A report this weekend said Murray Energy Corp. was interested in reopening the Crandall Canyon Mine at an yet undetermined time. The report came from the Bureau of Land Management.
Murray?Energy Corp. officials quickly responded this weekend.
In an email to The Times Leader late Saturday night, company officials reaffirmed its plans to keep the Crandall Canyon Mine closed.
"UtahAmerican has no plans whatsoever to re-open the mine, nor is it even under the slightest consideration. We are currently operating the West Ridge and Lila Canyon Mines, which provides hundreds of high paying jobs to its valued employees, and coal production from these mines is sufficient to service our customers," the e-mail to the Times Leader stated. "The coal reserves in the area of Crandall Canyon and elsewhere are our assets, and we are simply doing what is required by law to maintain control of our assets nothing more, nothing less."
Roger Bankert, a supervisor with the BLM's Division of Lands and Minerals, said that Murray Energy has maintained a lease at the mine and expressed an interest in mining there again in the future.

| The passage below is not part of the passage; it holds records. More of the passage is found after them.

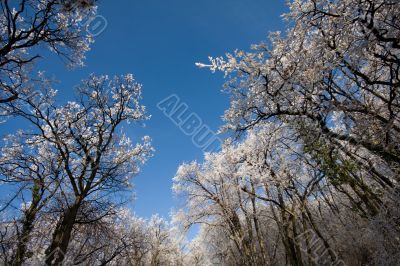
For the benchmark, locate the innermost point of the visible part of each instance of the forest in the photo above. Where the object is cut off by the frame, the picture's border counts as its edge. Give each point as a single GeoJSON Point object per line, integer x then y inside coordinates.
{"type": "Point", "coordinates": [308, 172]}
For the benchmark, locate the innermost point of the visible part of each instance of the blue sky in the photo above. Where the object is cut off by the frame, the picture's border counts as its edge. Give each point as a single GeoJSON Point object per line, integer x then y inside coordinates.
{"type": "Point", "coordinates": [159, 42]}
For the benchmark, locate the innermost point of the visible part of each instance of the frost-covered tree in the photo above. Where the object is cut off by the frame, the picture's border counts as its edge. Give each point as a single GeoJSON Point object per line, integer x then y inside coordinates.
{"type": "Point", "coordinates": [27, 27]}
{"type": "Point", "coordinates": [317, 158]}
{"type": "Point", "coordinates": [94, 159]}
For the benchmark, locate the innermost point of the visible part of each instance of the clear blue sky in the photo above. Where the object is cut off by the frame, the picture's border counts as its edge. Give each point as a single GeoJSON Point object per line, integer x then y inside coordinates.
{"type": "Point", "coordinates": [159, 41]}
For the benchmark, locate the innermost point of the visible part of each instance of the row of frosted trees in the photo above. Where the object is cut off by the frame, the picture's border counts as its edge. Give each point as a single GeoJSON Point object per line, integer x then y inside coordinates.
{"type": "Point", "coordinates": [309, 177]}
{"type": "Point", "coordinates": [312, 175]}
{"type": "Point", "coordinates": [64, 175]}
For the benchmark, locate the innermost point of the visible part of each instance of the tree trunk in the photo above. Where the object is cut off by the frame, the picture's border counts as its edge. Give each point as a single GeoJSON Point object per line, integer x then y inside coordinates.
{"type": "Point", "coordinates": [56, 251]}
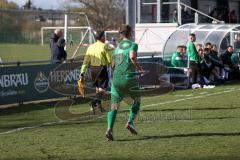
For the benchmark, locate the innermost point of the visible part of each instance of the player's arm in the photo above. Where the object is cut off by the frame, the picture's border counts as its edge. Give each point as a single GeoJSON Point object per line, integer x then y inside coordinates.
{"type": "Point", "coordinates": [108, 54]}
{"type": "Point", "coordinates": [86, 62]}
{"type": "Point", "coordinates": [135, 62]}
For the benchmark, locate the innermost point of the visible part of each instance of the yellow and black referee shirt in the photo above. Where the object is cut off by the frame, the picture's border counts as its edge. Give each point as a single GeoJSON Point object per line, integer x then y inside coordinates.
{"type": "Point", "coordinates": [98, 54]}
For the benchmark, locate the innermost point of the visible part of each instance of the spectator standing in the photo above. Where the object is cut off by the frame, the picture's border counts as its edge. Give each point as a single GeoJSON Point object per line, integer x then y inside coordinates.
{"type": "Point", "coordinates": [237, 42]}
{"type": "Point", "coordinates": [53, 43]}
{"type": "Point", "coordinates": [193, 58]}
{"type": "Point", "coordinates": [59, 54]}
{"type": "Point", "coordinates": [233, 17]}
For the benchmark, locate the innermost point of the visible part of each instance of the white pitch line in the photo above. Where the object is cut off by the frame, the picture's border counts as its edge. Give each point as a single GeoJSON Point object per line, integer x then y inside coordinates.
{"type": "Point", "coordinates": [189, 98]}
{"type": "Point", "coordinates": [146, 106]}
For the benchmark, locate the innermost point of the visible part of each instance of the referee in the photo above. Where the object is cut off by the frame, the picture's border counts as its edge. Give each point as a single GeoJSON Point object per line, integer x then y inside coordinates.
{"type": "Point", "coordinates": [98, 58]}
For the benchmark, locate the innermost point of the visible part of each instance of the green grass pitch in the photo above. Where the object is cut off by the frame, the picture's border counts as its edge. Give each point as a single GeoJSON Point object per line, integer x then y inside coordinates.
{"type": "Point", "coordinates": [201, 124]}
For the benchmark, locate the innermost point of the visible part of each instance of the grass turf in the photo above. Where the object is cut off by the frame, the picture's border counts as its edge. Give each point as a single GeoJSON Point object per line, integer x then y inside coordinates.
{"type": "Point", "coordinates": [181, 125]}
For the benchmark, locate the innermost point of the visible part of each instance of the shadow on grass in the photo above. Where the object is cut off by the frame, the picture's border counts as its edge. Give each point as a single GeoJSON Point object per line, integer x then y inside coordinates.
{"type": "Point", "coordinates": [23, 108]}
{"type": "Point", "coordinates": [180, 136]}
{"type": "Point", "coordinates": [187, 109]}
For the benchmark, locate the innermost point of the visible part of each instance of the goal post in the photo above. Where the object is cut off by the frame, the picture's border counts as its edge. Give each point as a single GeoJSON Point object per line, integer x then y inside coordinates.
{"type": "Point", "coordinates": [53, 28]}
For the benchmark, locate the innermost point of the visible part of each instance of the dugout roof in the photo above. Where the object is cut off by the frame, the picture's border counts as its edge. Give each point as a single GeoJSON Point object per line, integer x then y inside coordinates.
{"type": "Point", "coordinates": [220, 34]}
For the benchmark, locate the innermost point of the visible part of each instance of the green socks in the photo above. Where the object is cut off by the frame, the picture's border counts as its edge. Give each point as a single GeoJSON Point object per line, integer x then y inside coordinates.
{"type": "Point", "coordinates": [111, 118]}
{"type": "Point", "coordinates": [133, 112]}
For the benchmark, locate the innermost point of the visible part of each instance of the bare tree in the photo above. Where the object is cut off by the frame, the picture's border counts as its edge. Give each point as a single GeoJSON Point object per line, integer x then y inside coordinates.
{"type": "Point", "coordinates": [104, 13]}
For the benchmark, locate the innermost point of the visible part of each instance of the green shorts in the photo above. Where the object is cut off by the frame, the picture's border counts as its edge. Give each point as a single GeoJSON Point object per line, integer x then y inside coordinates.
{"type": "Point", "coordinates": [123, 86]}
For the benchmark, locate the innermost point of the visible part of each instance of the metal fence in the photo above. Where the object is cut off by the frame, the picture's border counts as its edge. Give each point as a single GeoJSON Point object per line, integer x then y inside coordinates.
{"type": "Point", "coordinates": [24, 26]}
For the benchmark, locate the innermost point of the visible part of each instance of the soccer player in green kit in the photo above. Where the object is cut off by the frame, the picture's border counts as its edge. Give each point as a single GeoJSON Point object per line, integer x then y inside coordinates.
{"type": "Point", "coordinates": [124, 80]}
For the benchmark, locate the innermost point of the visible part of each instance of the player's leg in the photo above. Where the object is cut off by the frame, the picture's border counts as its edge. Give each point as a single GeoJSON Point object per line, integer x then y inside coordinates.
{"type": "Point", "coordinates": [135, 95]}
{"type": "Point", "coordinates": [101, 82]}
{"type": "Point", "coordinates": [116, 97]}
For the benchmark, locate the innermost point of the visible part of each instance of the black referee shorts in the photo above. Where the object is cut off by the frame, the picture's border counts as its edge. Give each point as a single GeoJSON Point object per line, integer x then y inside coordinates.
{"type": "Point", "coordinates": [99, 76]}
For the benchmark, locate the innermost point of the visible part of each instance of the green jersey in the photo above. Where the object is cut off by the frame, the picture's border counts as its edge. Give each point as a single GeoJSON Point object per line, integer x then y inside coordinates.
{"type": "Point", "coordinates": [192, 52]}
{"type": "Point", "coordinates": [122, 61]}
{"type": "Point", "coordinates": [124, 79]}
{"type": "Point", "coordinates": [177, 60]}
{"type": "Point", "coordinates": [235, 58]}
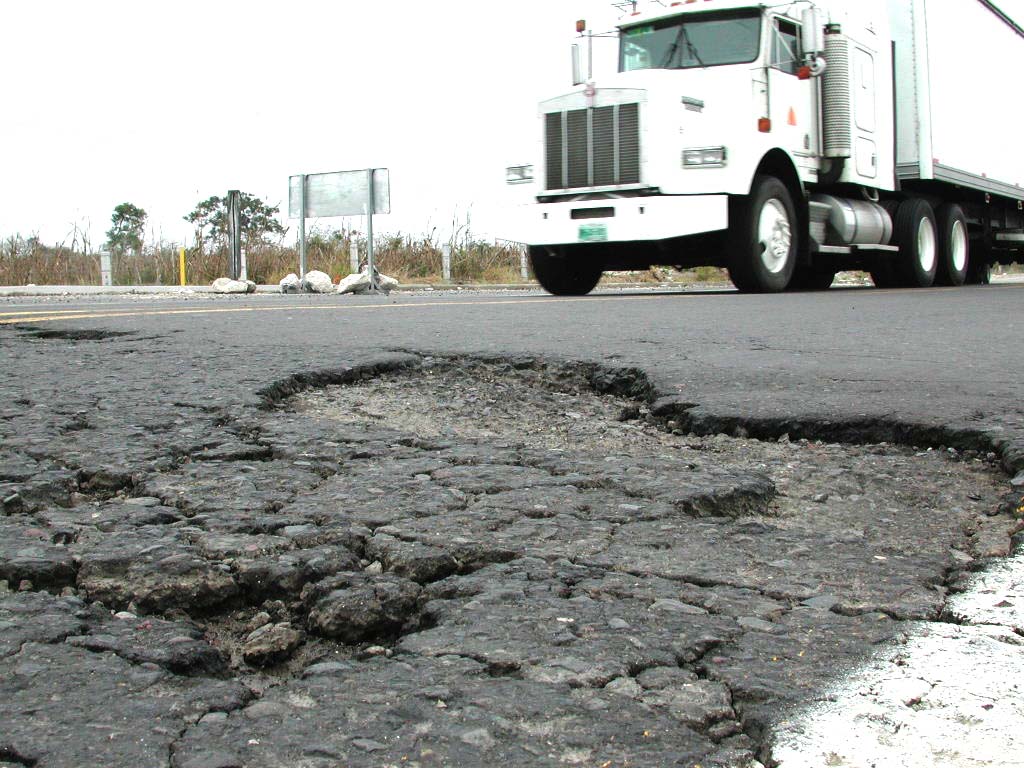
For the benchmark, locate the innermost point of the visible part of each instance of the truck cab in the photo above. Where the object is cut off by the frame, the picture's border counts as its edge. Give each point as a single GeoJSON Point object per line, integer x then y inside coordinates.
{"type": "Point", "coordinates": [758, 137]}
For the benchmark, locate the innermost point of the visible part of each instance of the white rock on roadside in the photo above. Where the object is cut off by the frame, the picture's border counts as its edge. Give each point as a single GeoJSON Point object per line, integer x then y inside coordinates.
{"type": "Point", "coordinates": [290, 283]}
{"type": "Point", "coordinates": [359, 283]}
{"type": "Point", "coordinates": [317, 282]}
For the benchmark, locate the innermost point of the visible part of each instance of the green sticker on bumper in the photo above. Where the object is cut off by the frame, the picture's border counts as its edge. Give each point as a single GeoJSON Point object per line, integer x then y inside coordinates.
{"type": "Point", "coordinates": [593, 232]}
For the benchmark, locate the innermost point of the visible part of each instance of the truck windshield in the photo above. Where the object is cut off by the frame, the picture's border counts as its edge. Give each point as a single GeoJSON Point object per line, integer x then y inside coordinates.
{"type": "Point", "coordinates": [692, 40]}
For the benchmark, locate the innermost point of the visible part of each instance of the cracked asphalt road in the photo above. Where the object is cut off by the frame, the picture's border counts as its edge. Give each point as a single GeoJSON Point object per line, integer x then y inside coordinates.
{"type": "Point", "coordinates": [542, 535]}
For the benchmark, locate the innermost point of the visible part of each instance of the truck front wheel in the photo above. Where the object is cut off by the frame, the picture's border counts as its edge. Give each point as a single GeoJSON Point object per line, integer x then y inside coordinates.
{"type": "Point", "coordinates": [563, 272]}
{"type": "Point", "coordinates": [764, 238]}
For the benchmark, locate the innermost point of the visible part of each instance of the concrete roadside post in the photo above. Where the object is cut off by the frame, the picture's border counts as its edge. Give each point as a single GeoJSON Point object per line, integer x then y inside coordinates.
{"type": "Point", "coordinates": [235, 232]}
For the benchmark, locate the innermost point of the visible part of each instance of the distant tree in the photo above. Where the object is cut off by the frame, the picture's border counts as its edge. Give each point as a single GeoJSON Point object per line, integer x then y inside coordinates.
{"type": "Point", "coordinates": [127, 225]}
{"type": "Point", "coordinates": [258, 220]}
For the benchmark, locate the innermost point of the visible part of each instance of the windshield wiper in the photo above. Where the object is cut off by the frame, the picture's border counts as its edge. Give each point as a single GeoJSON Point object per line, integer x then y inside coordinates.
{"type": "Point", "coordinates": [682, 37]}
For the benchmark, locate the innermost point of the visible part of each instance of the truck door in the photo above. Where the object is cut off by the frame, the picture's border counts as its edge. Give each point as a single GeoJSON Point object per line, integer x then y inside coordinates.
{"type": "Point", "coordinates": [865, 151]}
{"type": "Point", "coordinates": [794, 118]}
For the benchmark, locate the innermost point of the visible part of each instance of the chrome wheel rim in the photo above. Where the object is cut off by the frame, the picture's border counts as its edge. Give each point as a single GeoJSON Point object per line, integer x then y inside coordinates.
{"type": "Point", "coordinates": [957, 247]}
{"type": "Point", "coordinates": [774, 236]}
{"type": "Point", "coordinates": [926, 245]}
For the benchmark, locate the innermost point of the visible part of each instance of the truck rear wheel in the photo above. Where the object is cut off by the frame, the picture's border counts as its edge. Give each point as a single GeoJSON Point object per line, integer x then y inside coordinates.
{"type": "Point", "coordinates": [915, 233]}
{"type": "Point", "coordinates": [764, 238]}
{"type": "Point", "coordinates": [953, 246]}
{"type": "Point", "coordinates": [563, 273]}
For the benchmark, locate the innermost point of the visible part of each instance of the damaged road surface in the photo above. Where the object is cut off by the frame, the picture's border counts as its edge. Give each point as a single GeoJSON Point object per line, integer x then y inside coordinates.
{"type": "Point", "coordinates": [457, 561]}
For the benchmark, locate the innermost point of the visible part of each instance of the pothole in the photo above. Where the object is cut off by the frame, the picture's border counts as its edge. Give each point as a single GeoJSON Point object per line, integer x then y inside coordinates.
{"type": "Point", "coordinates": [73, 334]}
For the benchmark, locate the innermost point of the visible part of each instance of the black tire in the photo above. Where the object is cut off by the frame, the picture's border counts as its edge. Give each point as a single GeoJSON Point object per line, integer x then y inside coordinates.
{"type": "Point", "coordinates": [979, 267]}
{"type": "Point", "coordinates": [915, 232]}
{"type": "Point", "coordinates": [564, 273]}
{"type": "Point", "coordinates": [812, 278]}
{"type": "Point", "coordinates": [764, 238]}
{"type": "Point", "coordinates": [954, 246]}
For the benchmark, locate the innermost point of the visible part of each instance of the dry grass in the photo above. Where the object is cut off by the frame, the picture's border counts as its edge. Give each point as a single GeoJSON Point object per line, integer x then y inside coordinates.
{"type": "Point", "coordinates": [411, 259]}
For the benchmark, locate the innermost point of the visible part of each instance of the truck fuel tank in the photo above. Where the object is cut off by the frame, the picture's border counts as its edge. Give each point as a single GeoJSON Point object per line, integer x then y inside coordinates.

Murray Energy Vice President Rob Murray said Saturday that there are "no plans whatsoever to reopen the mine, nor is it even under the slightest consideration."
Today marks the fifth anniversary of the collapse at the underground mine that killed six miners. It was so powerful that it initially registered as a magnitude 3.9 earthquake. Another cave-in 10 days later killed three members of a rescue team.
The operation was called off after drilling into the mountain found no sign of the trapped men. Their bodies remain deep in the mine's catacombs.
Daron Haddock, a manager with the Utah Division of Oil, Gas and Mining, said the mine's reopening would be controversial because "basically it's a grave" for the deceased miners and rescuers.
The mine is not economically feasible right now because of falling coal prices, he said, and it could only be reopened after costly work.
Murray Energy essentially has 20 years from the time of the closure to either act on the lease or relinquish it.
If the lease is relinquished and not sold, the state is potentially interested in reclaiming the site, Haddock said.
The lease is for 3,517 acres, and the company must pay fees to maintain it without active drilling.
"The coal reserves in the area of Crandall Canyon and elsewhere are our assets, and we are simply doing what required by law to maintain control of our assets - nothing more, nothing less," Murray wrote by email Saturday.